第503話 ロザリンのやりたいこと

 「「…………」」


 仕事を初めてしばらく経った。ロザリンは箱の中の羊羹を食べ尽くしてしまってからは静かに双魔をジーッと見ていた。無論、視線には気づいているがただ見られているだけなので特に気にならない。


 ゲイボルグはロザリンの興味が羊羹と双魔に移っているのでその場でクターッと茹でられたほうれん草のように寝そべっている。


 (……ここがこうなって……ん、論理に矛盾もない。取り敢えずこれでいいか。あとは反応を見て臨機応変に、だな)


 「……ふぅ」

 「終わった?」

 「まあ、あとは授業しながら調整する感じですね」

 「後輩君は私より年下なのにお仕事してて凄いね?」

 「たまたまそういう機会があっただけですよ。ロザリンさんだって強いじゃないですか。卒業したらどうするつもりなんですか?」

 「前は何も考えてなかったけど、最近はやりたいことができたよ?」

 「そうなんですか?いいじゃないですか。俺なんて行き当たりばったりでやりたいことなんてあまりないので羨ましいですよ……ちなみに、どんなことですか?」

 「うん?えーっとね……」


 双魔に訊かれたロザリンは何故か立ち上がって双魔の後ろまで寄ってきた。そして、そのまま首に手を回して抱きついてくる。


 「……ロザリンさん?」

 「後輩君とずうっと一緒にいられたら嬉しいなって思ってるよ?はむっ……」

 「ちょ、ちょっと……ロザリンさんっ!?」


 ロザリンは全く表情を変えずに傍から聞けば恥ずかしいことを言って、そのまま双魔の耳を甘噛みしてきた。代わりに双魔の身体が熱くなってくる。


 「ヒッヒッヒッ!双魔、お前責任取れよ?」

 「責任って何のだ!?」


 楽しそうに生温かい目で見てくるゲイボルグに双魔は全力で突っ込んだ。


 「はむはむはむ……あ、そうだ」


 双魔の耳を甘噛みしていたロザリンは何かを思い出したのか双魔から離れた。双魔の座っている椅子をくるりと回して自分と正面から向き合わせる。


 「……何ですか?」


 今度は何をされるのかと少し身構えた双魔だったが、特に何かするつもりはないらしい。


 「約束。私用のヘアオイルを一緒に作ってくれるって言ったよね?」

 「ああ、ちゃんと覚えてますよ。ロザリンさんの髪、綺麗ですからね。ちゃんとした手入れをしたらもっと綺麗になりますよ」

 「……うんうん……後輩君、私の髪が綺麗になったら嬉しい?」

 「ん……まあ、ロザリンさんが喜んでくれるなら嬉しいですよ?」

 「そっか」


 少し視線を逸らして照れ臭そうに頷いた双魔にロザリンは満足気だ。表情はあまり変化しないが何となく伝わってくるのだ。

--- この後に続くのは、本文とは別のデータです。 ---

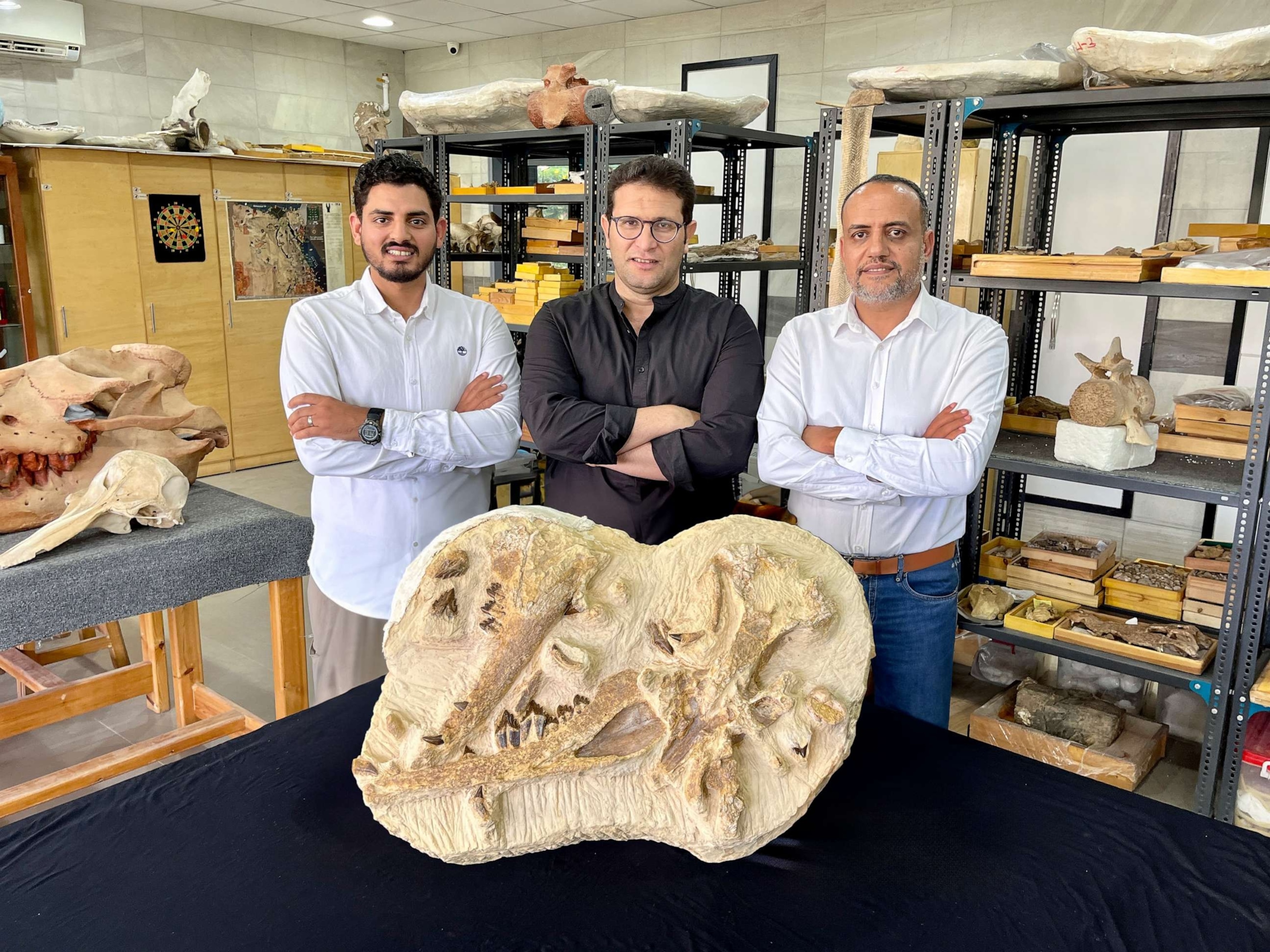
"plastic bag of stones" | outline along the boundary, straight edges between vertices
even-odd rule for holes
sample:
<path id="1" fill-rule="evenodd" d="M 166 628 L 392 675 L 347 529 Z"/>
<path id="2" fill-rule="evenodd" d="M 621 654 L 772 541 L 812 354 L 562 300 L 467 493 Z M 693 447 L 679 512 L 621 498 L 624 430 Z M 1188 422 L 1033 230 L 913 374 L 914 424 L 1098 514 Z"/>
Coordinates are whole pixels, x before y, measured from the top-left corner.
<path id="1" fill-rule="evenodd" d="M 1147 697 L 1147 682 L 1142 678 L 1109 671 L 1106 668 L 1073 661 L 1068 658 L 1058 659 L 1054 687 L 1087 691 L 1100 701 L 1123 707 L 1134 715 L 1142 712 L 1142 703 Z"/>

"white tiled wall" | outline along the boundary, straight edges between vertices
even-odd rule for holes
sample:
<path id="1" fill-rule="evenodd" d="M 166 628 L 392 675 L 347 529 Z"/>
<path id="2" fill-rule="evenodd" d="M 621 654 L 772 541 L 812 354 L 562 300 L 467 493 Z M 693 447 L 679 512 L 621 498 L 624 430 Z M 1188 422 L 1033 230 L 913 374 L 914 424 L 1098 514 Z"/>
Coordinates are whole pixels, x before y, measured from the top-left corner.
<path id="1" fill-rule="evenodd" d="M 359 150 L 353 110 L 380 102 L 375 79 L 405 89 L 399 50 L 196 17 L 113 0 L 84 4 L 85 44 L 75 66 L 0 58 L 8 118 L 60 121 L 99 136 L 147 132 L 194 69 L 212 77 L 198 108 L 213 129 L 250 142 L 311 142 Z"/>

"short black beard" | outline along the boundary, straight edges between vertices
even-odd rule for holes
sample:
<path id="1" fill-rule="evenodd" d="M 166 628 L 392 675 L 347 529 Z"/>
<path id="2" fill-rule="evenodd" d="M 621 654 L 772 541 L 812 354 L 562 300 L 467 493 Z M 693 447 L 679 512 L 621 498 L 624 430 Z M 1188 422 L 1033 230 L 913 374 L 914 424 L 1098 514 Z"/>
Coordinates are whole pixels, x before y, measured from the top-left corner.
<path id="1" fill-rule="evenodd" d="M 400 245 L 398 245 L 396 248 L 400 248 Z M 414 250 L 415 253 L 419 251 L 418 248 Z M 436 254 L 437 250 L 433 249 L 431 255 L 422 259 L 422 264 L 419 265 L 418 270 L 413 272 L 401 272 L 401 270 L 387 272 L 375 261 L 371 261 L 371 267 L 375 269 L 376 274 L 384 278 L 384 281 L 391 281 L 394 284 L 409 284 L 411 281 L 418 281 L 419 275 L 432 267 L 432 259 L 436 256 Z M 389 260 L 387 251 L 385 251 L 384 249 L 380 249 L 380 255 L 381 260 Z"/>

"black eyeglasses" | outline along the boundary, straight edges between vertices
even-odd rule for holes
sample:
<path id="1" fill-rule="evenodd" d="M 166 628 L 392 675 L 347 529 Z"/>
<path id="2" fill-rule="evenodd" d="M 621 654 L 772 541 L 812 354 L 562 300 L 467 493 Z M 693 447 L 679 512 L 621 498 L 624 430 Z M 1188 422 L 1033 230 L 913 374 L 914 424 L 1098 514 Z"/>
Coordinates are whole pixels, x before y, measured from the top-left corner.
<path id="1" fill-rule="evenodd" d="M 671 221 L 669 218 L 648 221 L 646 218 L 635 218 L 630 215 L 613 218 L 612 222 L 613 227 L 617 228 L 617 234 L 627 241 L 634 241 L 643 235 L 644 226 L 648 225 L 653 232 L 653 239 L 662 245 L 674 241 L 679 234 L 679 228 L 683 227 L 682 222 Z"/>

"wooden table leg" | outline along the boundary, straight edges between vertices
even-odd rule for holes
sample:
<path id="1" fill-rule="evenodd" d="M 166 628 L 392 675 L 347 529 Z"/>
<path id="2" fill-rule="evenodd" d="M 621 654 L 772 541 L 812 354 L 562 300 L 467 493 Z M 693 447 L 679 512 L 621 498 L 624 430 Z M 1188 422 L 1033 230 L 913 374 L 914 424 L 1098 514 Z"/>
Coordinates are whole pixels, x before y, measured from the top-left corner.
<path id="1" fill-rule="evenodd" d="M 168 691 L 168 647 L 164 644 L 163 612 L 150 612 L 142 614 L 141 623 L 141 656 L 150 661 L 154 669 L 154 691 L 146 694 L 146 704 L 155 713 L 163 713 L 171 707 L 171 696 Z"/>
<path id="2" fill-rule="evenodd" d="M 198 602 L 168 609 L 168 649 L 171 652 L 171 687 L 177 724 L 184 727 L 198 720 L 194 713 L 194 684 L 203 680 L 203 642 L 198 627 Z"/>
<path id="3" fill-rule="evenodd" d="M 286 717 L 309 707 L 301 579 L 269 583 L 269 630 L 273 636 L 273 710 L 277 717 Z"/>

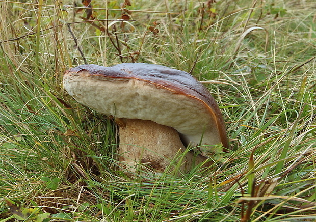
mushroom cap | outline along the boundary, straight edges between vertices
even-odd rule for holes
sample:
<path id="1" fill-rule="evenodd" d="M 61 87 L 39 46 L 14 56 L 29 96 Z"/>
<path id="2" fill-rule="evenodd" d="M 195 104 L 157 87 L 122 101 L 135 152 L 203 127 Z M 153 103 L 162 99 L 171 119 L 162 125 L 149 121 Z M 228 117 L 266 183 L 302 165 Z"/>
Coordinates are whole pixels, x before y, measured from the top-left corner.
<path id="1" fill-rule="evenodd" d="M 82 65 L 67 70 L 63 82 L 77 101 L 103 114 L 173 127 L 192 145 L 228 147 L 216 102 L 186 72 L 146 63 Z"/>

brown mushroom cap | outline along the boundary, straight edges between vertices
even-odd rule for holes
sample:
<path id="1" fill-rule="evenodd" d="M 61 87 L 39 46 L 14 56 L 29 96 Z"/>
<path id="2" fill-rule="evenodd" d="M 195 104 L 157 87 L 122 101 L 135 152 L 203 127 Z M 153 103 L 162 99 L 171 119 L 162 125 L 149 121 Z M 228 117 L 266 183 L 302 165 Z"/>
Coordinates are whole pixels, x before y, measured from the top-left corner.
<path id="1" fill-rule="evenodd" d="M 82 65 L 67 71 L 63 82 L 78 102 L 105 115 L 173 127 L 194 146 L 228 147 L 216 102 L 187 72 L 145 63 Z"/>

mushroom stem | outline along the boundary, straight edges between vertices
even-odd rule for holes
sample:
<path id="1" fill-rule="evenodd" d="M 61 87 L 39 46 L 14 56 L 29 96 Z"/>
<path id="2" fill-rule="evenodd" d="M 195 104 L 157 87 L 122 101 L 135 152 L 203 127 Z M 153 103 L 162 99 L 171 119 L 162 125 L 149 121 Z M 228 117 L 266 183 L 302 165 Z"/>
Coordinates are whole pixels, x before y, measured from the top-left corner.
<path id="1" fill-rule="evenodd" d="M 120 126 L 119 160 L 127 171 L 163 172 L 171 161 L 186 150 L 178 132 L 172 127 L 150 120 L 119 119 Z M 182 159 L 179 158 L 177 160 Z M 180 166 L 182 172 L 191 168 L 193 161 L 198 164 L 205 157 L 193 152 L 187 152 Z M 173 162 L 175 165 L 178 162 Z M 170 169 L 174 169 L 172 166 Z"/>

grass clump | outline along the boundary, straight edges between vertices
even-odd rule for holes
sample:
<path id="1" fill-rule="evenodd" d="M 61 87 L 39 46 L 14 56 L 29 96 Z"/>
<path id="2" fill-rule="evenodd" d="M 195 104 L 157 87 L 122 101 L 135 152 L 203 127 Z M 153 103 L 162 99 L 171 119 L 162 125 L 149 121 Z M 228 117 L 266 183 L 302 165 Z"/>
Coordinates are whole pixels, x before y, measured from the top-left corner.
<path id="1" fill-rule="evenodd" d="M 315 220 L 313 1 L 217 2 L 0 1 L 0 221 Z M 205 83 L 231 153 L 126 178 L 116 126 L 62 84 L 73 66 L 122 62 Z"/>

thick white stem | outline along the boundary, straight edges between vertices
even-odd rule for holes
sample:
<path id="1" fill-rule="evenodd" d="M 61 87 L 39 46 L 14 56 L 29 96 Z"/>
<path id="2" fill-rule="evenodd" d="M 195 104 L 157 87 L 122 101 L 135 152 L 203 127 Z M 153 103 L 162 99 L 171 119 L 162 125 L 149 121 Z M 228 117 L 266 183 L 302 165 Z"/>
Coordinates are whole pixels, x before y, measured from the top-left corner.
<path id="1" fill-rule="evenodd" d="M 127 171 L 135 172 L 139 169 L 161 172 L 171 161 L 175 166 L 181 159 L 179 157 L 177 161 L 173 161 L 186 149 L 174 128 L 149 120 L 119 120 L 119 160 Z M 193 156 L 192 152 L 186 154 L 179 168 L 182 172 L 188 171 L 193 161 L 198 164 L 206 159 L 201 155 L 196 158 Z M 170 168 L 174 168 L 173 166 Z"/>

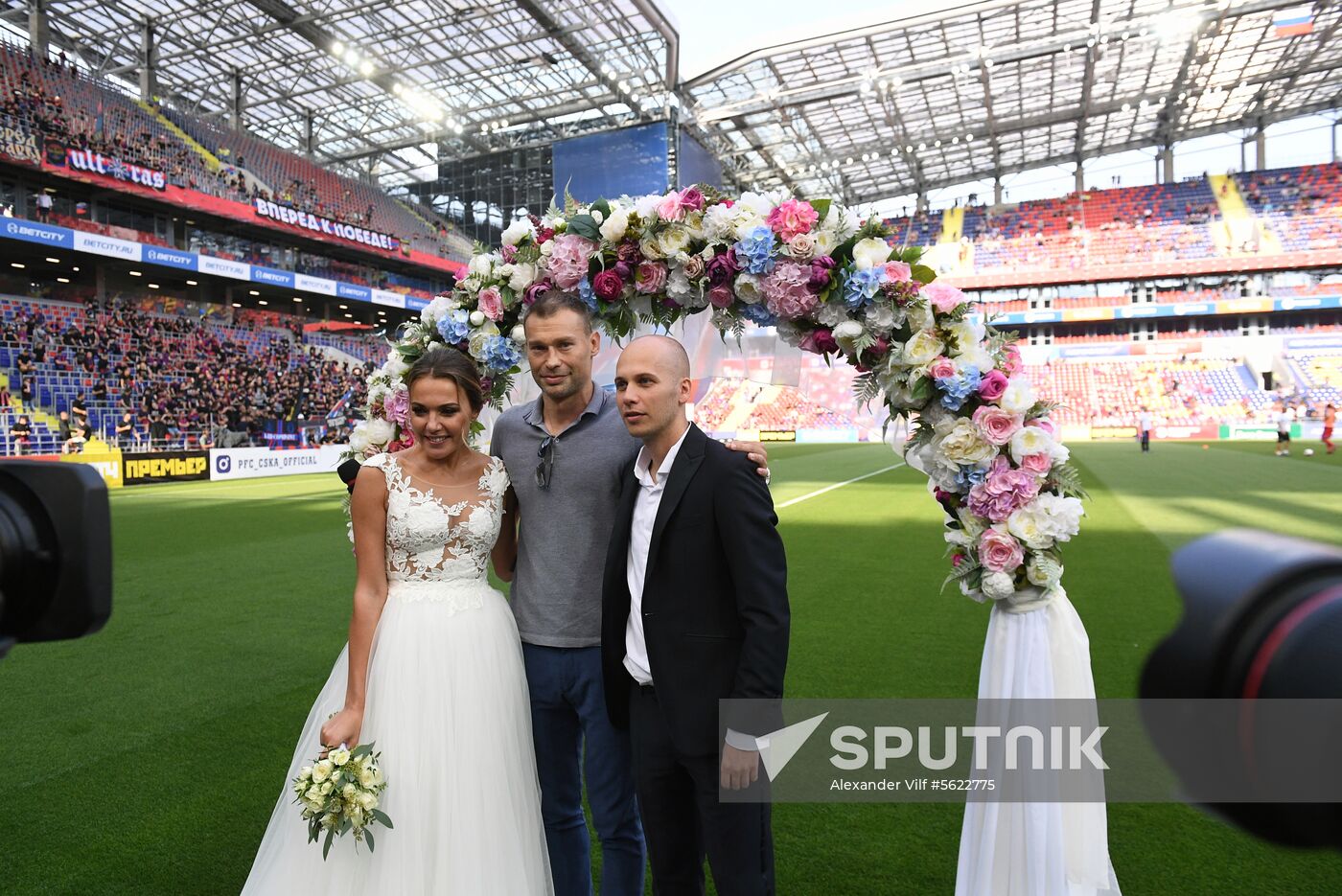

 「それじゃあ、ヘアオイル選びに行こう。明日は用事ある?」

 「明日ですか?特に何もないので大丈夫ですよ?」

 「うんうん。じゃあ、明日。デートだね。待ち合わせはこの前と同じ場所でいい?」

 「いや、それなら俺の家に直接来てください」

 「後輩君のお家?」

 「はい」

 「うんうん。分かった……じゃあ、ぎゅーーー」

 「ろっ、ロザリンさん?」


 ロザリンは不思議そうな顔で頷くと今度は正面から抱きついてきた。草原に吹く風のような爽やかな香りとロザリンの胸に実ったたわわな二つの果実の柔らかい感触が双魔の体温をさらに上げる。ついでに何故抱きつかれているのかもよく分からない。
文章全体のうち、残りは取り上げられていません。